Henry Simon was already well-known to police and was out on probation on another burglary charge. Investigators may have suspected him because of his diminutive proportions and the size of the opening used to get into the store.
The Times sub-headline read "Tiny Burglar is Captured With Loot" and the article noted "he is barely 5 feet tall and weighs 120 pounds."
Howard Rockney lived in the building at the time. The author of 12 novels and many short stories, magazine articles and screenplays, he was down on his luck and living in a furnished room. Separated from his wife, Ethel, who lived in Pennsylvania, he was found on the floor of his apartment on May 27, 1934. The 47-year old had suffered a heart attack. His right hand was, according to a newspaper, "clutching a copy of his last novel, 'Love, Honor and Deceive,'" which had just been published.
Where once there had been just two apartments, in 1948 The Ackersly had 16 single room occupancy rooms on each floor. Sharing one of those rooms in 1950 were 22-year old actor Bruce Colt and his father, Philip Corvus. The pair got into a serious disagreement during which Cole, a former marine, pummeled his father. The police said he "struck him with lamp and his fists during an argument." Corvus, 43-years old, died at the Knickerbocker Hospital on June 7, several days after the altercation.
Colt was arrested and charged with homicide. But despite what seemed to be overwhelming evidence, a grand jury refused to indict him and the charges were dropped on June 28.

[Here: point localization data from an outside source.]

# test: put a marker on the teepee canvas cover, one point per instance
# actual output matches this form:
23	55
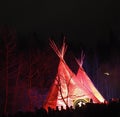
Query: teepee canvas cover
66	87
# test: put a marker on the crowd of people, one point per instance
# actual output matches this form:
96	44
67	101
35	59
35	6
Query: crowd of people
111	109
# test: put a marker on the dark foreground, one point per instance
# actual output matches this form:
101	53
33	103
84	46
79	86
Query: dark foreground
111	109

In 1960 the City Housing Authority initiated a program to seize and refurbish "deteriorating tenement houses in which desperately poor families are packed into squalid single rooms." Owners, members of the United Rooming House Operators, Inc. challenged the city's rights in court. Included was the owner of The Ackerly. Their attorney contended "that the city should not condemn such tenements without first giving the owners a chance to make their own repairs."

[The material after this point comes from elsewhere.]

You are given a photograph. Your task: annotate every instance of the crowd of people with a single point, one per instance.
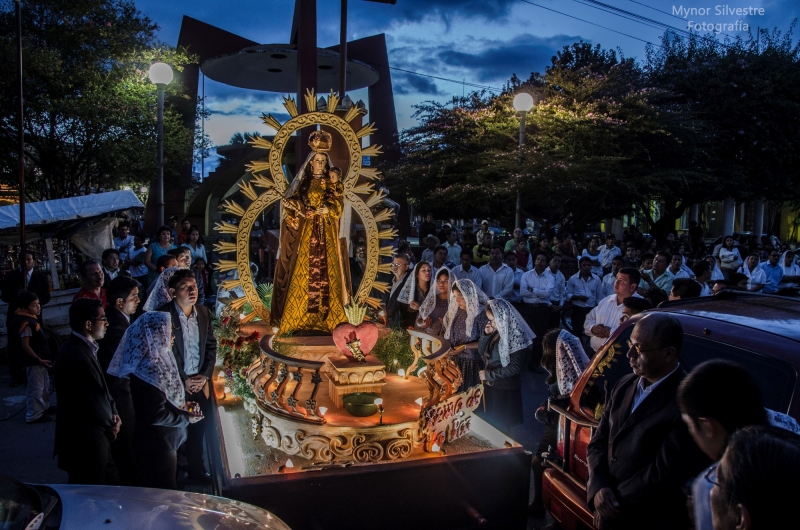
(132, 378)
(661, 429)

The general manager of the Housing Authority, Gerald J. Carey, did not hold back in describing The Ackerly to Supreme Court Justice George M. Carney.
The New York Times, on May 5, 1960, reported "Mr. Carey described the tenement at 241 West 101st Street as 'a cancer in the area.' During his career, he said, he had developed 'a pretty strong stomach, but I couldn't complete the inspection of this building."
The subsequent renovations, completed in 1962, resulted in four apartments on the first floor and six each above. While the Louis XVI parlors and oak-paneled dining rooms are gone the way of the butler's pantries and servants' bathrooms, The Ackerly is once again a respectable apartment building. And while the zig-zagging fire escapes obscure George Keister's French-inspired facade; the elaborate entrance announcing The Ackerly hints at its former glory.